Section 18(d)(1) of the AIA defines a CBM patent as one

that claims a method or corresponding apparatus for performing data processing or other operations used in the practice, administration, or management of a financial product or service, except that the term does not include patents for technological inventions.

(Emphasis added).  The PTO’s implementing rules provide guidance on what the AIA means by the “technological inventions” exception.

In determining whether a patent is for a technological invention . . . , the following will be considered on a case-by-case basis: whether the claimed subject matter as a whole recites a technological feature that is novel and unobvious over the prior art; and solves a technical problem using a technical solution.

(37 CFR § 42.301(b)).

Claim 4 of the patent in issue was identified by the APJs as being representative.  It recites:

A method of insuring a vehicle operator for a selected period based upon operator driving characteristics during the period, comprising, steps of:

generating an initial operator profile;

monitoring operator driving characteristics during the selected period; and

 deciding a cost of vehicle insurance for the period based upon the operating characteristics monitored in that period.

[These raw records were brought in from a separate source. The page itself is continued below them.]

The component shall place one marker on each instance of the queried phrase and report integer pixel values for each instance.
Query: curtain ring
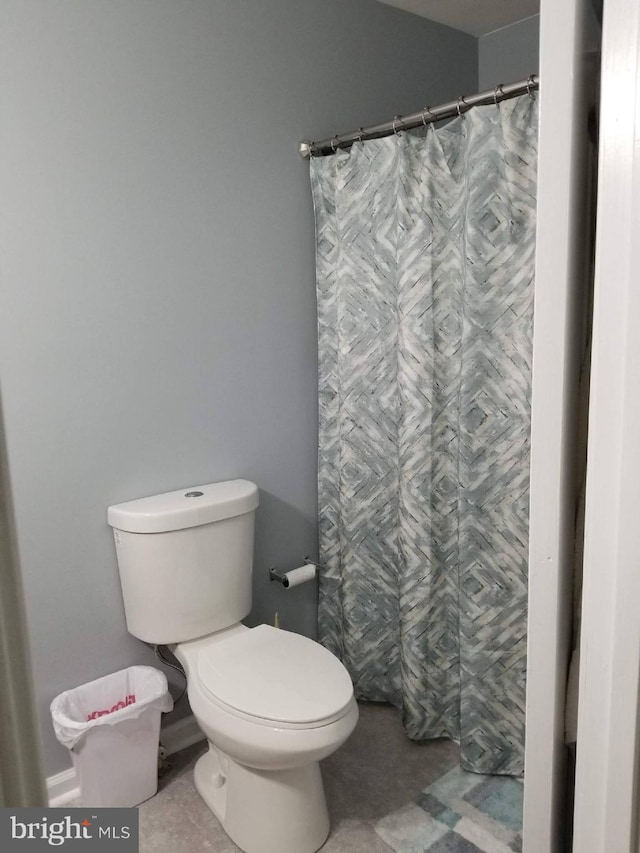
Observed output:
(432, 118)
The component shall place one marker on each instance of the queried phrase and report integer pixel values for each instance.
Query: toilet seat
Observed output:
(275, 677)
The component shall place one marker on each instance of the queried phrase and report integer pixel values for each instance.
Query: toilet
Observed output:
(271, 703)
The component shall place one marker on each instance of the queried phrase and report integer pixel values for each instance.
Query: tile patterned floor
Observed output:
(385, 793)
(459, 813)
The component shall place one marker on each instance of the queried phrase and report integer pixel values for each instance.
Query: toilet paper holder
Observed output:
(285, 577)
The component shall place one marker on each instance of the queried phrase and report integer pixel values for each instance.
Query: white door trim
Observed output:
(561, 284)
(606, 777)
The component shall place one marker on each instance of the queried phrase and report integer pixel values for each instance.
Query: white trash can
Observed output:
(112, 727)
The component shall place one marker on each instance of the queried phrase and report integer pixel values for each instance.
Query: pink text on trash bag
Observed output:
(128, 700)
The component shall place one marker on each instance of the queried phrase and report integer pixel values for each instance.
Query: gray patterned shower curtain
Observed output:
(425, 266)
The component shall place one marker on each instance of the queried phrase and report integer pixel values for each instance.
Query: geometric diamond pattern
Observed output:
(425, 268)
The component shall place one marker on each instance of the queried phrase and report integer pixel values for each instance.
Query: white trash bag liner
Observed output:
(123, 695)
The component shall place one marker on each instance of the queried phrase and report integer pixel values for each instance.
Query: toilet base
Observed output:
(262, 811)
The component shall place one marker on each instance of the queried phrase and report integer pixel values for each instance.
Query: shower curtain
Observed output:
(425, 263)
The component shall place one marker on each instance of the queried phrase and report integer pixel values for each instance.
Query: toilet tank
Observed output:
(185, 560)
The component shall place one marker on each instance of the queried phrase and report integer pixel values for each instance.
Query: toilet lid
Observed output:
(276, 675)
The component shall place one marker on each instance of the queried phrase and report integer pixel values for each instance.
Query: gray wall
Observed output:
(157, 322)
(509, 54)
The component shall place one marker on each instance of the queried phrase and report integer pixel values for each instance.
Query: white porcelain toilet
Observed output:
(271, 703)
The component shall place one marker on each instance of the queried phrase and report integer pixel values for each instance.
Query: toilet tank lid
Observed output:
(184, 508)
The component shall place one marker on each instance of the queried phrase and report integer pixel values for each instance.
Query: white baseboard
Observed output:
(62, 789)
(181, 734)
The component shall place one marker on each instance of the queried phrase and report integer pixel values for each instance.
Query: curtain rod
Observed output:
(425, 116)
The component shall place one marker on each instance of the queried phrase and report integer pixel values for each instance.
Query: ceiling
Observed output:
(476, 17)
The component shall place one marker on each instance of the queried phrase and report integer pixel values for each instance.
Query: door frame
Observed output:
(607, 754)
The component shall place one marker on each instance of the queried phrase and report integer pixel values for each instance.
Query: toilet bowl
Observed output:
(271, 703)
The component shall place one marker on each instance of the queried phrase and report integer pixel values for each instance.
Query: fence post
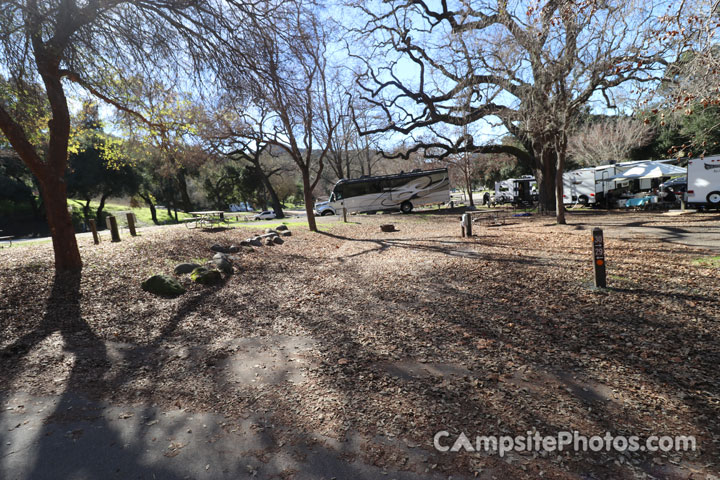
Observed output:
(114, 233)
(93, 228)
(131, 224)
(599, 258)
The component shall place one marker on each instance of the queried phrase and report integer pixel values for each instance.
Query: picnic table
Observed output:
(206, 219)
(6, 238)
(641, 202)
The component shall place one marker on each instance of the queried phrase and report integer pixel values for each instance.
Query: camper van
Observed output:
(517, 191)
(703, 182)
(580, 186)
(401, 191)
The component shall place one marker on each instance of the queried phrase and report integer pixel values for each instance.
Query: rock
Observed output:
(219, 248)
(183, 268)
(163, 285)
(206, 276)
(224, 265)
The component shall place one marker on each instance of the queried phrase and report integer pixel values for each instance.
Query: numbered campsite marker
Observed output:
(599, 258)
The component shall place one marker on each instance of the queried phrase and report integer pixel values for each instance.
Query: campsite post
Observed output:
(599, 258)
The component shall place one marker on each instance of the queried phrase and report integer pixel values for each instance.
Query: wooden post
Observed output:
(114, 233)
(467, 225)
(131, 224)
(599, 258)
(93, 228)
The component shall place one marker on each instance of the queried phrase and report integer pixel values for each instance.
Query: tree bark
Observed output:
(67, 255)
(545, 177)
(274, 199)
(101, 207)
(307, 194)
(153, 212)
(184, 195)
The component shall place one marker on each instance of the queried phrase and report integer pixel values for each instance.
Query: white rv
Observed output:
(402, 191)
(703, 187)
(514, 190)
(580, 186)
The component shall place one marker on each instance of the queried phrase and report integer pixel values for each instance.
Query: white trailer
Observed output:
(703, 189)
(580, 186)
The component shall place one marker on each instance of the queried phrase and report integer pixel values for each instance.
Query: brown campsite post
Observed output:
(599, 258)
(114, 233)
(93, 228)
(131, 224)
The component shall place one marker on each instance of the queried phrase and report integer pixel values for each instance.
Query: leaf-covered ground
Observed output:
(396, 336)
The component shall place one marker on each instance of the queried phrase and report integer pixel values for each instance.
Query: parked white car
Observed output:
(324, 208)
(241, 207)
(265, 215)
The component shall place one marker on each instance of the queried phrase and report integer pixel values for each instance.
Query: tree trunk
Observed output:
(307, 194)
(184, 195)
(153, 212)
(545, 177)
(101, 207)
(559, 203)
(86, 209)
(67, 255)
(468, 187)
(274, 199)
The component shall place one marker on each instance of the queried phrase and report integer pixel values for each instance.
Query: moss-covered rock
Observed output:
(163, 285)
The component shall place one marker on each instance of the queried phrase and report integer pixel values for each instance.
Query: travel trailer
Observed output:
(703, 182)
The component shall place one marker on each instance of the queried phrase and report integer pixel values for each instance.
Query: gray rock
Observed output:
(163, 285)
(206, 276)
(183, 268)
(224, 265)
(219, 248)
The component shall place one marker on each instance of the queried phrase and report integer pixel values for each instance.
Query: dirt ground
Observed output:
(392, 337)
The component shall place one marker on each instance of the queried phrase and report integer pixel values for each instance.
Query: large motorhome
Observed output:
(703, 182)
(401, 191)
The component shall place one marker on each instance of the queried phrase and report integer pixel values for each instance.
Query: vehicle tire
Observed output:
(713, 199)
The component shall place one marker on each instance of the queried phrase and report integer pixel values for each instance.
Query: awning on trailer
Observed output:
(649, 170)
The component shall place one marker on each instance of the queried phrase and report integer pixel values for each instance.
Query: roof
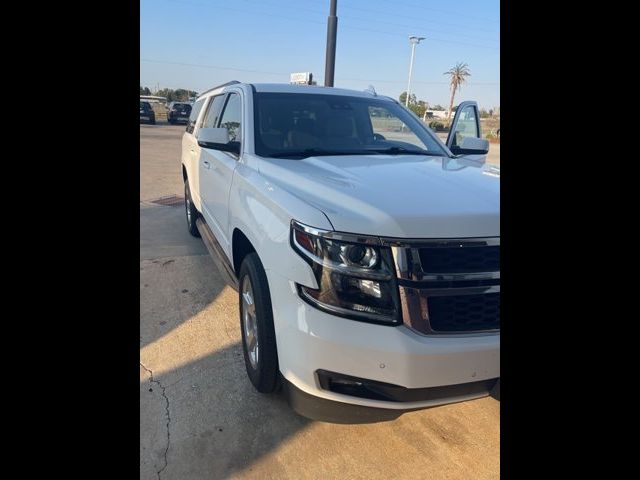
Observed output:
(314, 89)
(289, 88)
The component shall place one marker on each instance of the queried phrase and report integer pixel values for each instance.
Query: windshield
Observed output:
(297, 125)
(180, 107)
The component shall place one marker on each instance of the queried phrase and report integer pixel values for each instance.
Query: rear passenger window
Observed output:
(213, 112)
(195, 111)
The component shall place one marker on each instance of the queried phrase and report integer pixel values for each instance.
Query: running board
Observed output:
(219, 257)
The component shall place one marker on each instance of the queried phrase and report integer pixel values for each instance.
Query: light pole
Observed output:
(414, 41)
(332, 31)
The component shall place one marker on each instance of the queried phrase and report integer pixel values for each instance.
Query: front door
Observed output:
(217, 167)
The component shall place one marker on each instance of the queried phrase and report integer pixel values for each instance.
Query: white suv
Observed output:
(366, 252)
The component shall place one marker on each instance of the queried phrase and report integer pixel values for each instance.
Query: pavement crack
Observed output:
(166, 399)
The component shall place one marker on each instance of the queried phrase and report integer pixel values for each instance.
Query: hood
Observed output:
(404, 196)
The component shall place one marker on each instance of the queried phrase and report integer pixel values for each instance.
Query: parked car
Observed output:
(147, 115)
(178, 112)
(366, 257)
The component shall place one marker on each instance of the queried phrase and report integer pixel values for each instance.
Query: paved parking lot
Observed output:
(200, 418)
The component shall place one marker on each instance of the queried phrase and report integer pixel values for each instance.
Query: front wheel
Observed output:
(256, 325)
(191, 211)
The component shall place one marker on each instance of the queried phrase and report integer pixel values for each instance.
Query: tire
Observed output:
(191, 212)
(261, 362)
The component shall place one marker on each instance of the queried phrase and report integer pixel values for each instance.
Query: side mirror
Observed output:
(217, 139)
(471, 146)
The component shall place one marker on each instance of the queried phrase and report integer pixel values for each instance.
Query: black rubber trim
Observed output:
(374, 390)
(217, 254)
(323, 410)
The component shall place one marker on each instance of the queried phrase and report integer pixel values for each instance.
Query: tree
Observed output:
(457, 76)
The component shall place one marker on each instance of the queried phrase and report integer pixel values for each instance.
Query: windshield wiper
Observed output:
(309, 152)
(405, 151)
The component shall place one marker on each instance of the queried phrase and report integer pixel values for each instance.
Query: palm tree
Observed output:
(457, 76)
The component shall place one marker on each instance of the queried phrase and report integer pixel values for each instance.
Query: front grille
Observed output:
(449, 286)
(461, 313)
(460, 259)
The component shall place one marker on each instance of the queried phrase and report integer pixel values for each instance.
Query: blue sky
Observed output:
(198, 44)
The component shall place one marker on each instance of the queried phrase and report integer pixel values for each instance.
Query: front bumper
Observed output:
(309, 340)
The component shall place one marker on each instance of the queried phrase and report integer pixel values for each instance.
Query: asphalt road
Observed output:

In its filings, Petitioner Liberty-Mutual argued that the patent was eligible for CBM review for the following reasons:

  •  The patent relates to “administration of an insurance policy to adjust insurance premiums based on monitored vehicle data.”
  •  The patent claims do not recite a “technological invention.”
  •  The prosecution history of the patent shows that there was no technical feature that was novel and non-obvious.
  •  The subject matter of the claims as a whole solves a technical problem.

The Patent Owner Progressive replied:

  • The claimed invention was similar to a credit card reader which is identified in the PTO Guidelines as an example of subject matter not eligible for CBM review.
  • The claimed invention included physical sensors.
  • Technical features of the claimed invention were relied upon by the examiner in an earlier reexamination as a basis for confirming patentability of the claims.
  • The claimed invention is a technical solution to a technical problem – a sensor obtains actual monitoring data, overcoming the problem that such data had not previously existed.

The APJs sided with Petitioner Liberty-Mutual.  They pointed out that sensors are disclosed in the specification, but not recited in the claims.  In fact, the claims recite only method steps.

Also, the claims do not include a specific novel and non-obvious technical element.  Progressive’s reference to the earlier reexamination did not support its argument because the examiner had not, in fact, relied on any technical feature to confirm patentability of the claims.

Finally, the APJs found that no technical problem had been solved by the claimed method.  “Determining a cost of vehicle insurance is a financial problem rather than a technical problem.”

Having rejected Progressive’s CMB review eligibility arguments, the APJs went on to consider the prior art references asserted by Liberty-Mutual and decided to institute review.